Small components, big plans
Fabricator uses brains, not brawn, to survive in competitive environment
Since its start as a supplier of a single fabricated item in 1936, Zeman Manufacturing Co. has expanded its fabricating services to include all manner of cutting, bending, end forming, and finishing processes. In response to growing competition from companies in low- cost-of-manufacturing countries, it took a journey down the lean path and became a nimbler company in the process.
Most homes are so completely outfitted with modern appliances—automatic dishwashers, clothes washers, dryers, microwave ovens, electric can openers, and so on—that it is difficult to imagine life without them. Today’s conveniences have removed a substantial amount of work from running a household.
If you dig a little deeper, you realize that even these conveniences have built-in conveniences. For instance, not long ago many appliances had bearings that required lubrication. In the early days, the access point for the bearing was in some hard-to-reach location at the back of the machine. The appliance manufacturers realized that they could make this an easy task by adding a length of bent tubing from the back of the motor to the front of the unit. Routine lubrication was a simple matter of removing an access panel, flipping open a spring-loaded dust cover, and applying a shot of oil.
It might sound quaint now, but in the 1930s this was one of many nagging little tasks that homeowners had to do. And, incredibly, the small peripheral items—the tubing, the fitting, the spring, and the dust cover—sprouted a small industry. In fact, in 1936 entrepreneur Frank Zeman Sr. founded Zeman Manufacturing Co., Lisle, Ill., to serve this tiny manufacturing niche.
When he started the company, he focused mainly on the dust cover, said Bob Zeman, current company owner and Frank’s grandson. It wasn’t long before he was providing the entire oil tube assembly, complete with the spring and fitting, in addition to the dust cover. The company’s work in providing oil tube assemblies led to providing lengths of bent tubing for other applications. The company’s business grew, mainly by word-of-mouth advertising, enabling the company to purchase more equipment to expand the array of fabrication services that it offered, with capabilities in bending, end forming, cutting, brazing, and welding.
Although the company has drastically expanded what it does, Zeman hasn’t drifted far from its roots in small-diameter tubing. The company fabricates tubing from hypodermic size up to 3 in. in diameter, with the bulk of its experience up to 1½ in. A closer look reveals that it also has acquired substantial experience in bending, end forming, and cutting (see Figure 1). This expertise, combined with the efficiency of lean manufacturing and the flexibility of a nearly paperless system, helps the company thrive in today’s cutthroat manufacturing environment.
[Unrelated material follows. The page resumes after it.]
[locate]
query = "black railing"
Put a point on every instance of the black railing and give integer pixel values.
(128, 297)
Leaning Toward Lean Manufacturing
Current trends in manufacturing such as lean and ISO certification are good for high-volume manufacturers. They can help squeeze out needless costs and provide a method for establishing process consistency. Small companies, those that work in low volumes and don’t use many dedicated assembly lines, tend to be skeptical of the benefits of such concepts.
At the same time, many fabricators such as Zeman have seen a rise in competition from foreign suppliers in low-cost-of-manufacturing countries. In response to the threat of eroding margins and the possibility of customers defecting to other suppliers in pursuit of the lowest-priced components, Zeman’s management team looked for ways to strengthen its competitive position. Zeman and the other key managers, his sons General Manager Dan Zeman and Sales Manager Dave Zeman, evaluated the company’s strengths and weaknesses and looked long and hard at all the threats and opportunities. Industry literature indicated that many principles of lean manufacturing would help the company survive, and possibly thrive, despite the many competitive threats.
Before embarking on the lean journey, the company lived by the old rules—keep quite a bit of extra raw material in stock; when an order comes in, set up a machine and run out a huge quantity of parts, much more than the customer needs; store the excess and fill subsequent orders from inventory. This may have been OK decades ago—land was abundant and cheap so storage space wasn’t a problem; machine setup was time-consuming; and recordkeeping was a tedious, manual process. Rather than keep strict control over quantities, it was just a lot easier to produce plenty of extra parts or assemblies and put them into inventory.
All of that has changed.
First, the company no longer stores finished goods. Zeman explained that it stores a little bit of raw material, when the metal has no value added to it, but not semifinished or finished items, which have maximum value.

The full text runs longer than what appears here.